Below, we’re sharing the cover and official summary for The Lights Go Out in Lychford—the fourth story in the series, which began with 2015’s The Witches of Lychford—as well as some thoughts from the author.
The book is available for preorder now, and will be released November 19, 2019.
Be careful what you wish for…
The continuing tale in the award-nominated Witches of Lychford series, described by Seanan McGuire as “Beautifully written, perfectly cruel and ultimately kind”.
The borders of Lychford are crumbling. Other realities threaten to seep into the otherwise quiet village, and the resident wise woman is struggling to remain wise. The local magic shop owner and the local priest are having troubles of their own.
And a mysterious stranger is on hand to offer a solution to everyone’s problems. No cost, no strings (she says).
But as everyone knows, free wishes from strangers rarely come without a price…
Cover design by FORT
From the author:
When last we left Lychford, that pleasant Cotswolds market town had been left defenseless,the occult barriers that secretly protect it from mystical other dimensions having been torn down. Besides that, Judith, the hedge witch who leads the amateur ‘coven’ of three very different women who stand guard over the town, is suffering from dementia, and can’t be sure of her own powers any more.

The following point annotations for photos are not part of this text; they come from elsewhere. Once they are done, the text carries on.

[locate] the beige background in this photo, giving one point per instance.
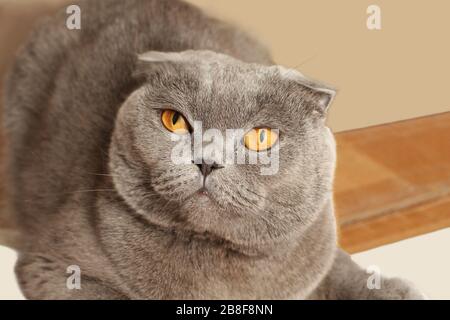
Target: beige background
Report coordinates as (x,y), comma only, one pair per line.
(399,72)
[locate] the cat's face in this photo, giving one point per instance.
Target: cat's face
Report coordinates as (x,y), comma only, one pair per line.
(237,202)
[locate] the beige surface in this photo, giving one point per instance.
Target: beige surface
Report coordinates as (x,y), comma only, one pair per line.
(399,72)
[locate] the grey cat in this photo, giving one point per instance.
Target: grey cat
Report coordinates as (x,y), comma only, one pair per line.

The Lights Go Out in Lychford is very much about my own Mum’s experience of dementia, of how frightening that was for her and those around her, as someone very practical found their thoughts becoming as fantastical as magic. (Our amazing cover, which I think is the best in the series, sums up exactly what the book is about.) But, as ever, there’s sadness and comedy and everyday life in the Lychford books, so this one is also about the joy and eccentricity of working on a local festival, as I myself do. Once again it’s the hugeness of magical battles combined with popping out to the Post Office.
As well as telling a complete story, as all the Lychford books do, The Lights Go Out brings the series to a point of high drama, and sets things up for the forthcoming final book, Last Stand in Lychford.